What's more likely is hybrid systems. Your basic desktop CPU gets e.g. 8GB of HBM, but then also has 16GB of DRAM in slots. Another CPU/APU model that fits into the same socket has 32GB of HBM (and so costs more), which you could then combine with 128GB of DRAM. Or none, by leaving the slots empty, if you want entirely HBM. A server or HEDT CPU might have 256GB of HBM and support 4TB of DRAM.

brookst · on Feb 22, 2024

Agree, this is likely future. It’s really just an extension of The existing tiered CPU cache model

ltbarcly3 · on Feb 22, 2024

I don’t think you really understand the current trends in computer architecture. Even cpus are being moved to have on package ram for higher bandwidth. Everything is the opposite of what you said.
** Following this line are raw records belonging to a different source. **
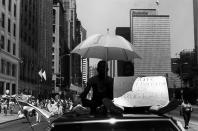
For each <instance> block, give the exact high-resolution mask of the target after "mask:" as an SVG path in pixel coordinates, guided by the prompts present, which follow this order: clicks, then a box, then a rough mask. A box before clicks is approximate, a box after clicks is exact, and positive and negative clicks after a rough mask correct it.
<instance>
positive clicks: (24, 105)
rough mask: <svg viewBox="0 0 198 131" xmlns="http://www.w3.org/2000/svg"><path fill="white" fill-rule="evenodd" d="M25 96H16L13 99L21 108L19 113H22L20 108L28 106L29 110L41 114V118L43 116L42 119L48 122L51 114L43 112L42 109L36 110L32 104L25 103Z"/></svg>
mask: <svg viewBox="0 0 198 131" xmlns="http://www.w3.org/2000/svg"><path fill="white" fill-rule="evenodd" d="M26 96H27V95H22V96H16V97H15V100H16V102H17V103H18V104H19V107H20V108H21V111H22V107H23V106H29V107H31V108H34V109H35V110H36V111H37V112H38V113H39V114H41V115H42V116H44V118H45V119H46V120H47V121H49V118H50V117H51V116H52V114H51V113H50V112H48V111H46V110H44V109H41V108H38V107H36V106H33V105H32V104H29V103H27V99H26ZM24 98H25V99H24Z"/></svg>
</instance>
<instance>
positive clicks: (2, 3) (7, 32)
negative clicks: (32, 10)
mask: <svg viewBox="0 0 198 131" xmlns="http://www.w3.org/2000/svg"><path fill="white" fill-rule="evenodd" d="M0 15H1V16H0V19H1V22H0V37H1V38H0V39H1V42H0V95H2V94H5V93H6V90H9V94H16V93H18V80H19V62H20V59H19V15H20V0H1V2H0Z"/></svg>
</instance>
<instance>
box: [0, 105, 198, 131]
mask: <svg viewBox="0 0 198 131" xmlns="http://www.w3.org/2000/svg"><path fill="white" fill-rule="evenodd" d="M167 115H170V116H173V117H174V118H175V119H176V120H178V121H180V122H181V123H182V125H183V126H184V120H183V117H182V116H180V115H179V107H178V108H177V109H176V110H173V111H172V112H170V113H168V114H167ZM6 117H7V119H8V117H10V116H6ZM4 118H5V117H4ZM30 121H31V123H32V127H33V129H34V130H35V131H43V130H44V131H46V130H47V127H48V123H47V122H46V120H45V119H42V120H41V122H40V123H36V122H35V117H33V118H31V119H30ZM197 129H198V106H193V112H192V117H191V120H190V128H189V129H188V131H197ZM0 130H1V131H22V130H23V131H32V129H31V127H30V124H29V123H28V122H27V120H26V119H19V120H15V121H11V122H7V123H4V124H0Z"/></svg>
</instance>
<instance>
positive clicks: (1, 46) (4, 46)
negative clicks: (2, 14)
mask: <svg viewBox="0 0 198 131" xmlns="http://www.w3.org/2000/svg"><path fill="white" fill-rule="evenodd" d="M0 45H1V46H0V48H1V49H5V37H4V36H3V35H2V36H1V41H0Z"/></svg>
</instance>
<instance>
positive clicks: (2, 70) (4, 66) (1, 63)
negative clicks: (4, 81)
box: [1, 59, 6, 74]
mask: <svg viewBox="0 0 198 131" xmlns="http://www.w3.org/2000/svg"><path fill="white" fill-rule="evenodd" d="M5 66H6V65H5V60H3V59H1V73H2V74H5Z"/></svg>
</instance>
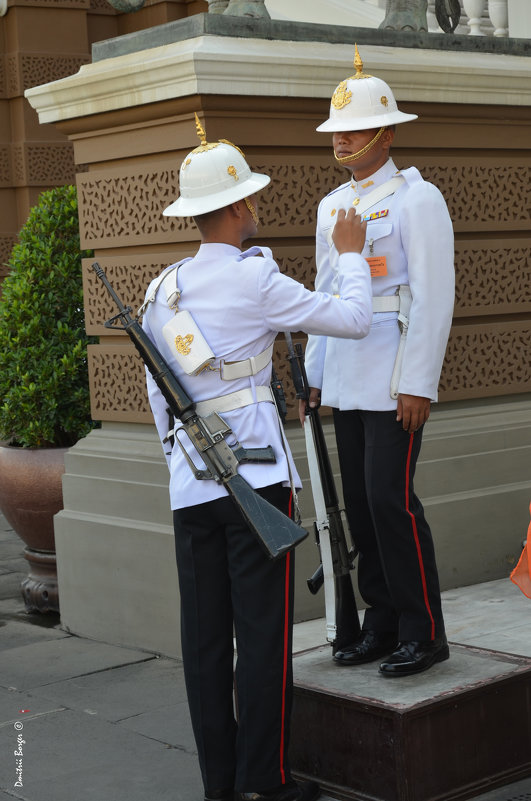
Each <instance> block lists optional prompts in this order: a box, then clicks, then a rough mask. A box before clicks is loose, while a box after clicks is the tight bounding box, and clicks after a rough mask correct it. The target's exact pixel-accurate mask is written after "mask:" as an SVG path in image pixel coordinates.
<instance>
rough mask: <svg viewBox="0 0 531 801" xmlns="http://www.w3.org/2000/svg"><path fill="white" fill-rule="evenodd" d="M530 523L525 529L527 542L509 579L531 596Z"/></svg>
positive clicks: (521, 589)
mask: <svg viewBox="0 0 531 801" xmlns="http://www.w3.org/2000/svg"><path fill="white" fill-rule="evenodd" d="M529 512H530V513H531V504H530V505H529ZM530 557H531V523H530V524H529V528H528V529H527V542H526V544H525V546H524V550H523V551H522V555H521V557H520V559H519V561H518V564H517V565H516V567H515V569H514V570H513V572H512V573H511V581H514V583H515V584H516V586H517V587H519V588H520V589H521V590H522V592H523V593H524V595H527V597H528V598H531V559H530Z"/></svg>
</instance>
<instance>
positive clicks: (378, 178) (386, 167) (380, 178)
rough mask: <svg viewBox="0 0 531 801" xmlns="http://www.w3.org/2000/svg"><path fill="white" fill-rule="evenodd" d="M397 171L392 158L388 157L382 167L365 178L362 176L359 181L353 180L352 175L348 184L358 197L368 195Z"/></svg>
mask: <svg viewBox="0 0 531 801" xmlns="http://www.w3.org/2000/svg"><path fill="white" fill-rule="evenodd" d="M397 172H398V170H397V168H396V164H395V163H394V161H393V159H389V160H388V161H387V162H386V163H385V164H384V165H383V167H380V169H379V170H377V171H376V172H375V173H373V174H372V175H369V176H367V178H363V180H361V181H355V180H354V176H352V178H351V181H350V185H351V186H352V188H353V189H354V191H355V192H356V194H357V195H358V196H359V197H363V196H364V195H368V194H369V193H370V192H372V191H373V190H374V189H376V188H377V187H378V186H381V185H382V184H384V183H385V182H386V181H389V180H391V178H392V177H393V176H394V175H396V174H397Z"/></svg>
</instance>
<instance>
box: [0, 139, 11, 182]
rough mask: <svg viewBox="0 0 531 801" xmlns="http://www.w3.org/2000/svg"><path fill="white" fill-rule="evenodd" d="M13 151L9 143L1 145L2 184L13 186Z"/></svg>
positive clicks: (0, 166) (0, 156)
mask: <svg viewBox="0 0 531 801" xmlns="http://www.w3.org/2000/svg"><path fill="white" fill-rule="evenodd" d="M11 181H12V175H11V153H10V149H9V146H8V145H0V186H11Z"/></svg>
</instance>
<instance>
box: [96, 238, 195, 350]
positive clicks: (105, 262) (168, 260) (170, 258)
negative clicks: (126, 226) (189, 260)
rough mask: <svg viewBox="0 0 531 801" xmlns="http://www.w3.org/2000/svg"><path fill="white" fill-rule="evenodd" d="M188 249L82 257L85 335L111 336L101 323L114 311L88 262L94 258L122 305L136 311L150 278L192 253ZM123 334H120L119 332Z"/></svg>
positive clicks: (100, 282)
mask: <svg viewBox="0 0 531 801" xmlns="http://www.w3.org/2000/svg"><path fill="white" fill-rule="evenodd" d="M193 252H194V251H192V250H189V249H186V250H183V251H182V252H181V250H177V249H176V250H175V251H173V252H167V253H157V254H150V255H147V254H146V255H145V256H142V255H139V254H138V253H135V254H134V255H127V254H124V255H123V256H116V257H103V258H97V259H83V295H84V298H85V322H86V329H87V333H88V334H94V335H99V336H101V335H105V336H109V335H114V336H119V334H118V332H116V333H115V334H113V333H112V332H110V331H109V330H108V329H107V328H105V327H104V325H103V323H104V322H105V320H108V319H109V318H110V317H112V316H113V315H114V314H116V311H117V310H116V307H115V305H114V303H113V301H112V299H111V297H110V296H109V293H108V292H107V290H106V289H105V287H104V286H103V284H102V283H101V281H100V280H99V278H97V277H96V274H95V273H94V270H92V268H91V265H92V264H93V263H94V261H97V262H98V263H99V264H100V266H101V267H102V268H103V269H104V270H105V273H106V275H107V278H108V279H109V282H110V283H111V285H112V287H113V288H114V289H115V290H116V292H117V293H118V295H119V296H120V297H121V299H122V300H123V302H124V304H125V305H126V306H131V308H132V309H133V312H134V313H135V314H136V312H137V311H138V308H139V307H140V306H141V304H142V303H143V302H144V296H145V294H146V289H147V287H148V285H149V283H150V281H151V280H152V279H153V278H155V277H156V276H157V275H159V273H160V272H162V270H163V269H164V268H165V267H167V266H168V265H169V264H173V263H174V262H176V261H179V259H184V258H185V256H192V255H193ZM120 336H123V335H120Z"/></svg>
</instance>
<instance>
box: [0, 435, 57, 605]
mask: <svg viewBox="0 0 531 801" xmlns="http://www.w3.org/2000/svg"><path fill="white" fill-rule="evenodd" d="M67 450H68V449H67V448H13V447H9V446H4V447H0V509H2V512H3V514H4V516H5V518H6V520H7V522H8V523H9V524H10V525H11V526H12V527H13V529H14V530H15V531H16V533H17V534H18V536H19V537H20V538H21V540H23V542H25V543H26V548H25V551H24V556H25V558H26V559H27V560H28V562H29V563H30V567H31V570H30V574H29V576H28V578H26V579H24V581H23V582H22V596H23V598H24V602H25V605H26V609H27V610H28V611H34V610H38V611H40V612H48V611H55V612H58V611H59V599H58V590H57V568H56V563H55V540H54V530H53V516H54V515H55V514H57V512H59V511H60V510H61V509H62V508H63V491H62V475H63V473H64V471H65V464H64V457H65V453H66V451H67Z"/></svg>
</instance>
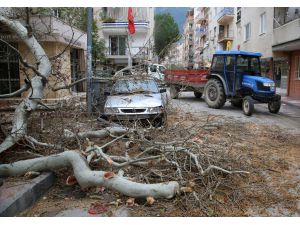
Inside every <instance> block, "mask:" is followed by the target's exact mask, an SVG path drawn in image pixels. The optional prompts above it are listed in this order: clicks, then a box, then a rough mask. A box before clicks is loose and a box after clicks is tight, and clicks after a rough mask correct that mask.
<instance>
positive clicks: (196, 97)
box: [194, 91, 202, 98]
mask: <svg viewBox="0 0 300 225" xmlns="http://www.w3.org/2000/svg"><path fill="white" fill-rule="evenodd" d="M194 95H195V97H196V98H201V97H202V93H201V92H199V91H194Z"/></svg>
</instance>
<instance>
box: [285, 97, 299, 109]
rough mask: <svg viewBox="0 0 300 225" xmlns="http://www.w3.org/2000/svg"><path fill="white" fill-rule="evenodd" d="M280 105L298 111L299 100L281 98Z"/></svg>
mask: <svg viewBox="0 0 300 225" xmlns="http://www.w3.org/2000/svg"><path fill="white" fill-rule="evenodd" d="M281 103H284V104H287V105H290V106H294V107H297V108H299V109H300V98H292V97H288V96H281Z"/></svg>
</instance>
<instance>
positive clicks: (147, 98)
mask: <svg viewBox="0 0 300 225" xmlns="http://www.w3.org/2000/svg"><path fill="white" fill-rule="evenodd" d="M163 92H166V89H160V90H159V88H158V85H157V83H156V82H155V81H154V79H152V78H149V77H146V78H136V77H126V78H120V79H118V80H117V81H116V82H115V84H114V85H113V87H112V89H111V92H110V93H105V94H106V95H107V100H106V103H105V106H104V116H106V117H107V118H109V119H111V120H119V121H124V120H127V121H132V120H146V121H147V122H149V123H151V124H152V125H154V126H162V125H163V124H164V122H165V119H166V112H165V100H164V98H163V96H162V93H163Z"/></svg>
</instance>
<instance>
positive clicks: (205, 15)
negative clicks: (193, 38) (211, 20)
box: [195, 12, 207, 24]
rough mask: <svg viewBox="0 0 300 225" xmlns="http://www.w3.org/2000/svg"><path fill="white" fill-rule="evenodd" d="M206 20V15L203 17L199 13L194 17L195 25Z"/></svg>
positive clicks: (202, 12) (200, 14)
mask: <svg viewBox="0 0 300 225" xmlns="http://www.w3.org/2000/svg"><path fill="white" fill-rule="evenodd" d="M206 20H207V15H204V13H203V12H200V13H199V14H198V15H197V16H196V17H195V23H196V24H202V23H203V22H205V21H206Z"/></svg>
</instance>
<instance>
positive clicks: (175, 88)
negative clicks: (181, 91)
mask: <svg viewBox="0 0 300 225" xmlns="http://www.w3.org/2000/svg"><path fill="white" fill-rule="evenodd" d="M178 95H179V88H178V87H177V86H175V85H172V84H171V86H170V96H171V98H172V99H177V98H178Z"/></svg>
sandworm101 · on Feb 22, 2024

Higher bandwidth but lower capacity. The real trend is different physical architectures for different compute loads. There is a place in AI for bulk albeit slower memory such as extremely large date sets that want to run internally on a discreet card without involving pci lanes.

ltbarcly3 · on Feb 24, 2024

This is also not true. You can transfer from main memory to cards plenty fast enough that it is not a bottleneck. Consumer GPU's don't even use pcie5 yet, which doubles the bandwidth of 4. Professional datacenter cards don't use pcie AT ALL, but they do put a huge amount of RAM on the package with the GPUs.